BUG: scalars missing several methods for array api compat #27305

Illviljan · 2024-08-28T20:44:36Z

Describe the issue:

I keep getting stuck trying to get tests in https://github.com/data-apis/array-api-tests to pass and the final errors are often due to numpy arrays having turned into scalars and the tests not expecting that, (https://data-apis.org/array-api/draft/API_specification/array_object.html)

Reading #26850 it seems the intention is that the scalars should support the array api spec?

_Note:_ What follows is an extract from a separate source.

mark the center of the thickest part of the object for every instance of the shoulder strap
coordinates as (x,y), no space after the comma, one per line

Reproduce the code example:

import numpy as np
import array_api_strict as xps


# Some examples:
xps.mean(xps.asarray(4, dtype=xps.float32)).__iadd__(1)
np.mean(np.asarray(4, dtype=np.float32)).__iadd__(1) # AttributeError: 'numpy.float32' object has no attribute '__iadd__'

xps.all(xps.asarray(True, dtype=xps.bool)).__ior__(False)
np.all(np.asarray(True, dtype=np.bool)).__ior__(False)  # AttributeError: 'numpy.bool' object has no attribute '__ior__'

xps.mean(xps.asarray(4, dtype=xps.float32)).__complex__()
np.mean(np.asarray(4, dtype=np.float32)).__complex__() # AttributeError: 'numpy.float32' object has no attribute '__complex__'

Error message:

No response

Python and NumPy Versions:

import sys, numpy; print(numpy.version); print(sys.version)
2.1.0
3.12.2 | packaged by conda-forge | (main, Feb 16 2024, 20:42:31) [MSC v.1937 64 bit (AMD64)]

Runtime Environment:

No response

Context for the issue:

No response

ngoldbaum · 2024-08-29T17:31:25Z

So one issue with the in-place operators is that scalars are immutable. Maybe we could implement them but make them return a copy? But maybe a in-place operation returning a copy is confusing?

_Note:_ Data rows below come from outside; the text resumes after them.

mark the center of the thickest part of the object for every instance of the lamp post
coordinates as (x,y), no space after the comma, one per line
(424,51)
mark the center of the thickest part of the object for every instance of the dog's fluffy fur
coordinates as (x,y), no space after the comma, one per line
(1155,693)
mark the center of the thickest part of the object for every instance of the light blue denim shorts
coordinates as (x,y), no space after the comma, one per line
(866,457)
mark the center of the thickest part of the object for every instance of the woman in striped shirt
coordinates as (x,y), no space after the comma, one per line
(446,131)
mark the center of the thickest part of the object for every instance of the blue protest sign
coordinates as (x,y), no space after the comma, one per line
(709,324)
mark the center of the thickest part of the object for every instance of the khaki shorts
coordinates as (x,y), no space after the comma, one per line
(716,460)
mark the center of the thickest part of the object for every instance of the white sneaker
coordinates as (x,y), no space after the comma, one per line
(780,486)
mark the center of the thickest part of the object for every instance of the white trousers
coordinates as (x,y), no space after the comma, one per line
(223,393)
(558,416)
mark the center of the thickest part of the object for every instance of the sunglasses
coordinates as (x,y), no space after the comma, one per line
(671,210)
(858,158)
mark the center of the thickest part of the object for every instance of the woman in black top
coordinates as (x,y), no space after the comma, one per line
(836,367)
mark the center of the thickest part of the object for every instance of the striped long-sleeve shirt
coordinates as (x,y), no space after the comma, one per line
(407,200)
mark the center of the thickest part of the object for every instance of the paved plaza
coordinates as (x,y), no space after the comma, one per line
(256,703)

Implementing __complex__ makes sense. I guess the reason it's missing is there isn't a PyNumberMethod slot for it as far as I can see: https://docs.python.org/3/c-api/typeobj.html. You'd probably need to "manually" define a function named __complex__.

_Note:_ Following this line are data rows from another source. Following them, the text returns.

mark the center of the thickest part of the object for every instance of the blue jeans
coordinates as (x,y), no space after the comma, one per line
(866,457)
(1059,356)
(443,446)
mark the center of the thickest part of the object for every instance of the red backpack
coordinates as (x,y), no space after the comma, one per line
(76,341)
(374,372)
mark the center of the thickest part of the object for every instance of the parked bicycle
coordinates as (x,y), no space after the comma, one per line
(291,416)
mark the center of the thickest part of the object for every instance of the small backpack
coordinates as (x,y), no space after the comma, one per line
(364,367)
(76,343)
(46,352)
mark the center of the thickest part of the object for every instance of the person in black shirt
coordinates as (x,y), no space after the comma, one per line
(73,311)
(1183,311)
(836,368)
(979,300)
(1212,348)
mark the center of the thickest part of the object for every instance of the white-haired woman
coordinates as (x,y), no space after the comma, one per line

ngoldbaum · 2024-09-04T18:14:33Z

This is the current behavior:

In [6]: a = np.int64(3)

In [7]: id(a)
Out[7]: 2199088643840

In [8]: a += 3

In [9]: id(a)
Out[9]: 2199088641120

I think implementing __iadd__ and making it return a copy doesn't actually change this behavior. So we should do that.

I added a 2.2.0 milestone.

I think __iadd__ and __ior__ are probably the easiest since there are PyNumberMethod slots for them.

For __complex__ someone would need to define a python function (in C) named __complex__ that does the conversion to a PyComplex.

Illviljan · 2024-09-06T05:07:55Z

Setting up array-api-tests to run with scalars will probably be helpful as well.
It might smoke out more missing methods.

Ishankoradia · 2024-09-30T17:02:17Z

@ngoldbaum have we decided to do this ?
I wanted to give it a shot.

ngoldbaum · 2024-09-30T17:05:35Z

@Ishankoradia go ahead. Having a milestone means we're planning to do it. We also don't claim issues, just go ahead and work on it.

Ishankoradia · 2024-09-30T17:32:20Z

Gotcha !!

@ngoldbaum I am looking at the core/__init__.pyi, i can see that for method __iadd__ we only accept NDArray. I am guessing my first step would be to add a method overload to accept scalar. Am i in the right direction ?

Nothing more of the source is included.